I did the local version of the dot-com boom. It was fun. I got lots of cool experiences out of it, in addition to some more stereotypical things -- and that last category included a Porsche. I grew up loving the 911, and always wanted one, so in 2000 when I came across a '95 base model with known-good service history, I bought it.

It was my daily driver for years and years. The car was insanely reliable and troublefree, which is contrary to most people's expectations. (It was terribly impractical for other reasons -- for example, with that car it's possible to buy too many groceries.) Porsche had made great strides since the somewhat temperamental 70s and early 80s; the version of the 911 they started selling in 1995 was the culmination of the basic car's evolution that started in the 60s. It was still an air-cooled, fundamentally kinda primitive car, just optimized out the wazoo (& obviously absurdly powerful).

The interior of the '95 car is spartan. The dash is a hard black plane across the front of the cabin. Literally nothing is ergonomic as we understand the term. The climate control, while effective, is baffling to operate. It's an enthusiast car, with all that implies -- it always smelled of oil, and the engine is loud and RIGHT BEHIND YOUR HEAD, etc. Modern traction control made it harder to shake the tail loos, so it wasn't quite as lively as the 911s of old, but you still also were very aware of where the car's center of gravity was.

In 1998, though, Porsche changed the car completely; the most reviled edit was the introduction of a water-cooled engine. I mean, I get it; you can only go so far with what is basically a hopped-up VW Beetle. But it still sucked. The newer car was also super luxe inside -- all curved leather and plastic, very cushy, all of which appealed to a broader market and helped Porsche survive as an independent carmaker for a while longer. But I always thought something was lost.

Until a few months ago, I still had that car.
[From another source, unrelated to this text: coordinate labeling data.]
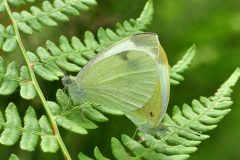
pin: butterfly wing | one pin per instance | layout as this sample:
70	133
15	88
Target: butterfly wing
125	81
152	113
124	76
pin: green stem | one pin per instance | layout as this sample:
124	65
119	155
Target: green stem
37	87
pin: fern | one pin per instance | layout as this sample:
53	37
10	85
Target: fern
30	132
13	157
8	42
71	55
181	66
49	14
35	19
15	3
180	141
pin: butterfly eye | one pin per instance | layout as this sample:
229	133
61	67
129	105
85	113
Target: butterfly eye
151	114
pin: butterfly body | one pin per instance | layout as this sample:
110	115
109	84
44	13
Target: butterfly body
130	76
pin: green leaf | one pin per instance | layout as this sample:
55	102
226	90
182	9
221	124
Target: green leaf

I hadn't driven it in years, owing to an injury-imposed interregnum in 2014, but I met someone who was interested in helping me get it running again to enjoy or sell, and that sounded good to me; she'd also shared that in my years "away" from the sports car world, the market for late air-cooled 911s like mine had basically exploded. This is hilarious; at one point Blue Book on my car was under $20k in great condition. Now, a well-maintained 1995 model like mine could, in the right context and with the right upgrades, go for more than I paid for mine in 2000.

Anyway, D. came and looked at the car, and she fell in love. Would I be interested in selling it to her, AS-IS, instead?

Uh, yeah.

So she paid me about 75% what I paid for it 18 years ago for car that was not in fact drivable, and we both went away super happy. She promptly put a bunch MORE money into it -- she's into autocross -- and took it to Radwood in Austin, where it was well received (D. has a picture of it in a lineup with a bunch of other iconic 90s sports cars, all in red, but it's private to her FB so I can't link it here). It's her daily driver now, too.

It's a long story, but the tl;dr is basically the closest I'm gonna get in this life to "your beloved pet went to live on a farm."

(Plus, I get visitation.)
posted by uberchet at 8:38 AM on May 7, 2019 [3 favorites]


There would be a couple of engine rebuilds and possibly an entirely new engine, plus one or two transmissions, and an endlessly long list of minor stuff like the heater motor dying or a brake seizing.

Let's not forget the 15 or 20 sets of tires, 10 or 15 mufflers, probably a couple of radiators, and a bunch of headlight bulbs. And if you weren't in the desert Southwest, you'd be driving a pile of rust.